We again stored the ID of new list1 in a variable and printed the results.
As we can observe, list1 displayed expected values on printing. However, the ID of list1 changed after we appended it with list2.
This proves that a new list was created with updated values, and its reference was stored in the variable list1.
Let us now execute the same code using the augmented assignment operation:
Using augmented assignment operation “a+=b”
CODE:
#Initializing two lists
list1 = [1,2,3,4,5];
list2 = [6,7,8];
#getting ID of list 1 before appending
list1_id_before_appending = id(list1);
print("Using augmented assignment:");
# append list2 to list 1 using augmented assignment operation
list1 += list2;
#getting ID of list 1 after appending
list1_id_after_appending = id(list1);
#printing the lists and IDs
print(list1);
print("ID of list 1 before appending: ", list1_id_before_appending);
print("ID of list 1 after appending: ", list1_id_after_appending);
OUTPUT:
Using augmented assignment: [1, 2, 3, 4, 5, 6, 7, 8] ID of list 1 before appending: 23336110675264 ID of list 1 after appending: 23336110675264 |
We followed the same coding procedure as in the previous example. We initialized 2 lists, list1 and list2 and stored the initial ID of list1 for reference.

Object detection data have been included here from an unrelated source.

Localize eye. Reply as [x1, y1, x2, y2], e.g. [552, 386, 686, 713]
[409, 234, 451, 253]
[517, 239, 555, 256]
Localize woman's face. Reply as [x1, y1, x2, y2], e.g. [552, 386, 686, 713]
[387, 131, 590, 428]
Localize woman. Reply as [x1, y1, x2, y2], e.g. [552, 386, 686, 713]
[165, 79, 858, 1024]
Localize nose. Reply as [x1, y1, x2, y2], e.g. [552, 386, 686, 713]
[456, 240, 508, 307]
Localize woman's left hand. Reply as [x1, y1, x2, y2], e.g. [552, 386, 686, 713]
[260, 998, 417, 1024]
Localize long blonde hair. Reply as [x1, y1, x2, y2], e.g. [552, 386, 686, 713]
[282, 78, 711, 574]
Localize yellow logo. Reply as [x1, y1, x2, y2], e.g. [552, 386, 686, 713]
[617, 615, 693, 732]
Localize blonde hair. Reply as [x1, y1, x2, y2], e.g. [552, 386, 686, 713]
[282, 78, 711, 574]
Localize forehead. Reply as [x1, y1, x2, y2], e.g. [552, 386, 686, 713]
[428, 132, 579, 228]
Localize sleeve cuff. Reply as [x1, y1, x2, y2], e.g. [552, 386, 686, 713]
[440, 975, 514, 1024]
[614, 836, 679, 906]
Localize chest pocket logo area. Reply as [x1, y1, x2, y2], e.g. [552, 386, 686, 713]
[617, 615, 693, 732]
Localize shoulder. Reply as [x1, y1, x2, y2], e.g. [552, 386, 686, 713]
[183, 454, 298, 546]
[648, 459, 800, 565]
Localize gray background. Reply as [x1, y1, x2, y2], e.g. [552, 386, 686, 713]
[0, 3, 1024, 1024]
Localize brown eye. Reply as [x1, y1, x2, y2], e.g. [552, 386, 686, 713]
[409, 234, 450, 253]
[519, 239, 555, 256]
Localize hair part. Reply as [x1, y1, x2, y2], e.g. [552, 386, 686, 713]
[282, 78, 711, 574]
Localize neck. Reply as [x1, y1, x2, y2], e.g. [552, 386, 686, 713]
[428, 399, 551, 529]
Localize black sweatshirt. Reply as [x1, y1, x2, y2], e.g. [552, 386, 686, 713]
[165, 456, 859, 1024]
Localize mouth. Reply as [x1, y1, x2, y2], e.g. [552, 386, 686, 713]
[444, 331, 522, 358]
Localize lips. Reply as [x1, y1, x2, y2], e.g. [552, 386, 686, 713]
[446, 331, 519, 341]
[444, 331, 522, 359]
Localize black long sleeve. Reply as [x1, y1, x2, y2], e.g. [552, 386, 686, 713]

Then, we appended list2 to list1 using an augmented assignment.
We again stored the ID of new list1 in a variable and printed the results.
We can see that the ID of the list1 remains unchanged, even after appending it with list2. This means that instead of creating a new list object and then storing its reference in list1, the augmented assignment operator modified the list1 in place and appended it with list2.
What is the internal working of simple vs. augmented assignment operator?
When we use the simple assignment, using the syntax:
variable = expression
Python calculates the value of the expression on the right hand side of the assignment operator, creates a new object to store the value, and assigns the object’s reference to the variable on the left.
Thus, we can say that the variable on the left is now pointing to a new memory location, that stores the value of the expression on the right.
However, this changes when we use the augmented assignment, using the syntax:
variable $= expression
Augmented assignments work in a dynamic fashion. Python performs the intended operation, and mutates the object pointed by the variable on the left in-place. Thus, no new objects are created, and the final value of the expression is stored in the same memory location.
To summarise, simple assignment creates a new object and stores its reference to the variable on the left, whereas augmented assignment modifies the original object in-place.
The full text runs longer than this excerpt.